Réaliser un produit de qualité le jour J
Après une pré-sélection d'une trentaine de participants sur plus de 200 candidats, chaque boulanger doit déposer deux baguettes identiques qui seront notées sur 20 selon cinq critères principaux : la cuisson, la mie et l'alvéolage, le goût, l'odeur et l'aspect. Les produits doivent impérativement mesurer entre 55 et 70 cm, peser entre 250 et 300 grammes et avoir une teneur en sel n'excédant pas 18 grammes par kilo de farine. Rémi Héluin, ancien membre du jury et rédacteur passionné du blog Painrisien, émet quelques doutes sur le fonctionnement de ce concours : « L’essence même de ce prix est de sanctionner la capacité d’un artisan à réaliser un produit de qualité un jour J, ce qui sous-entend qu’il s’y sera souvent préparé et que la baguette qu’il amènera ne correspondra pas à celle proposée au quotidien dans sa boutique. Or, la régularité est sans doute la chose la plus difficile à obtenir et maintenir en boulangerie artisanale. Il faudrait modifier profondément son fonctionnement et juger des produits issus de la production vendue en boutique ».
“Il y a des boulangers qui ne jouent pas le jeu”
De plus, si les intentions de la Mairie de Paris semblent tout à fait désintéressées, il est difficile d'en dire autant de tous les acteurs de ce concours, comme le regrette d'ailleurs Rémi : « certaines personnes qui participent à l’événement ne semblent pas oeuvrer dans un état d’esprit positif, ce qui a parfois des conséquences regrettables. Il y a des boulangers qui ne jouent pas le jeu et envoient des produits qui ne correspondent pas à ce qu'ils proposent au quotidien, parfois en collaboration avec leur meunier... cela fausse complètement les résultats et décrédibilise le concours ». Enfin, certains boulangers de la capitale produisent d'excellentes baguettes et ne sont pas à la recherche d'une notoriété supplémentaire. Du coup, ils n'ont jamais eu la volonté de s'inscrire à ce concours.

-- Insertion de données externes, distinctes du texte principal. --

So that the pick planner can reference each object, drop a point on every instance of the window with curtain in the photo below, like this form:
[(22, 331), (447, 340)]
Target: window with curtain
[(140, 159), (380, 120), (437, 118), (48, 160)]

Quoi qu'il en soit, le lauréat remporte un chèque de 4 000 euros et fournira le palais de l'Elysée pendant une année. Une récompense essentiellement honorifique, comme le confirme Anis Bouabsa, meilleur ouvrier de France et vainqueur de l'année 2008, « Au final, on livre une vingtaine de petits pains ronds et des mini viennoiseries pour la table du président et une trentaine de baguettes pour le personnel qui travaille à l'Elysée ». Par contre, la boutique gagnante bénéficie d'un véritable afflux d'une nouvelle clientèle qui veut absolument avoir à sa table LA meilleure baguette de Paris. « Les premiers mois, nous avons été jusqu'à tripler notre production pour répondre à la demande, précise Anis Bouabsa, ce qui n'a pas été sans poser de sérieux problèmes de logistique car nous n'étions pas préparés à de telles augmentations de production. Ensuite, les quantités sont revenues à celle d'une activité quasi normale. Il en reste un souvenir unique pour le restant de nos jours ».
Le prix de la meilleure baguette de Paris a été décerné ce jeudi soir à la boulangerie La Parisienne. La boutique dirigée par les deux associés Michael Reydelet et Florian Charles se situe au 48 rue Madame, dans le 6e arrondissement de la capitale.